Martin Heidegger en 6 livres – Notre sélection

Martin Heidegger (1889-1976) est l’un des philosophes les plus influents du XXe siècle. Né à Messkirch en Allemagne dans une famille catholique modeste, il étudie d’abord la théologie avant de se tourner vers la philosophie. Il devient l’assistant d’Edmund Husserl à l’Université de Fribourg, où il développe sa propre approche de la phénoménologie.

En 1927, il publie son œuvre majeure « Être et Temps » qui le propulse sur la scène philosophique internationale. Cette œuvre pose la question fondamentale du « sens de l’être » et développe une « analytique existentiale » du « Dasein » (l’être-là, l’existence humaine).

Son parcours est marqué par son engagement controversé avec le nazisme : il adhère au parti nazi en 1933 et devient recteur de l’Université de Fribourg, poste qu’il quitte en 1934. Il reste cependant membre du parti jusqu’en 1944. Après la guerre, il est interdit d’enseignement pendant six ans par les autorités alliées.

Malgré cette période controversée, Heidegger poursuit son œuvre philosophique, développant notamment sa critique de la technique moderne et sa pensée sur le langage et la poésie. Il dialogue avec de nombreux penseurs, dont le poète René Char, et influence profondément la philosophie continentale, particulièrement en France.

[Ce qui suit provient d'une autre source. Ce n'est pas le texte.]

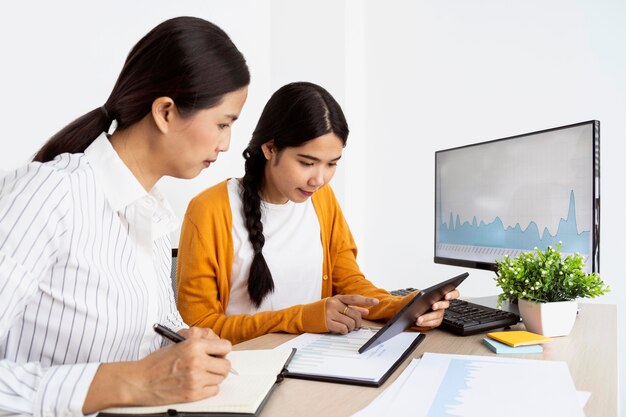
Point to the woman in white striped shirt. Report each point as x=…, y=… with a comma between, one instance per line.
x=84, y=236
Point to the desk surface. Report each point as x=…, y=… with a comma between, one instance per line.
x=590, y=351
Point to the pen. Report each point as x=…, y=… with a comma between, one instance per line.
x=171, y=335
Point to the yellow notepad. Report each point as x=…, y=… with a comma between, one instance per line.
x=518, y=338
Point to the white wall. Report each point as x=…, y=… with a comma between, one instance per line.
x=413, y=77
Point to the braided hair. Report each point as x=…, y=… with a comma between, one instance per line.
x=296, y=113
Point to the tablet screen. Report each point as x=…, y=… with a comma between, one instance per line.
x=419, y=305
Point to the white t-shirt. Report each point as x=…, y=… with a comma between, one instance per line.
x=293, y=252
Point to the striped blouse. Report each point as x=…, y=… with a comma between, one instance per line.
x=85, y=259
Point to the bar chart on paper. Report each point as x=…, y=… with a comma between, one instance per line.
x=478, y=386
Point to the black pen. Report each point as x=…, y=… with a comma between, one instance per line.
x=171, y=335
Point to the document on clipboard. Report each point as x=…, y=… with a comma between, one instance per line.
x=336, y=358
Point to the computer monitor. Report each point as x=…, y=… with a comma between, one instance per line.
x=510, y=195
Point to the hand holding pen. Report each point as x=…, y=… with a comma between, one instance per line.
x=171, y=335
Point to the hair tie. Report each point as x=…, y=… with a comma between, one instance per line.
x=106, y=113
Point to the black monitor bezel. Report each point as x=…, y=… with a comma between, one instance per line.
x=491, y=266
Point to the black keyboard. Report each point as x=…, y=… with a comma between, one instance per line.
x=465, y=318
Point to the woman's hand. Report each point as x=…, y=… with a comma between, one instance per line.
x=343, y=313
x=435, y=317
x=187, y=371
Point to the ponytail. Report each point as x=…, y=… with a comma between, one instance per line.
x=188, y=59
x=77, y=136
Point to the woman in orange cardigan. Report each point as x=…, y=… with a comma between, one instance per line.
x=256, y=253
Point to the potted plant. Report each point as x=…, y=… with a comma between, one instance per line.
x=546, y=285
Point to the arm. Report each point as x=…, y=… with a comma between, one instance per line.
x=340, y=259
x=33, y=203
x=204, y=268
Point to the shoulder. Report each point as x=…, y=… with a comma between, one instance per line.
x=210, y=202
x=38, y=180
x=325, y=200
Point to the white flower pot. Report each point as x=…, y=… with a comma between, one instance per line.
x=548, y=319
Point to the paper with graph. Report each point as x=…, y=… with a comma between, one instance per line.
x=480, y=386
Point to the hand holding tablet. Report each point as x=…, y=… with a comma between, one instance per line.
x=419, y=305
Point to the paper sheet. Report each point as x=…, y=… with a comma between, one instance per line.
x=338, y=356
x=480, y=386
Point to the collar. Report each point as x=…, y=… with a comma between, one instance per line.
x=120, y=186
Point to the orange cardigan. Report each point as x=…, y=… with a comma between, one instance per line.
x=205, y=259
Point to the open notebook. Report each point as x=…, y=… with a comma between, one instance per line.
x=240, y=395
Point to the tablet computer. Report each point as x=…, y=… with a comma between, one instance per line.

Son œuvre, qui compte plus d’une centaine de volumes, continue de susciter débats et controverses, notamment après la publication récente de ses « Cahiers noirs » qui ont relancé les discussions sur son antisémitisme. Il meurt en 1976 à Messkirch, sa ville natale.

Voici notre sélection de ses livres majeurs.


1. Être et Temps (1927)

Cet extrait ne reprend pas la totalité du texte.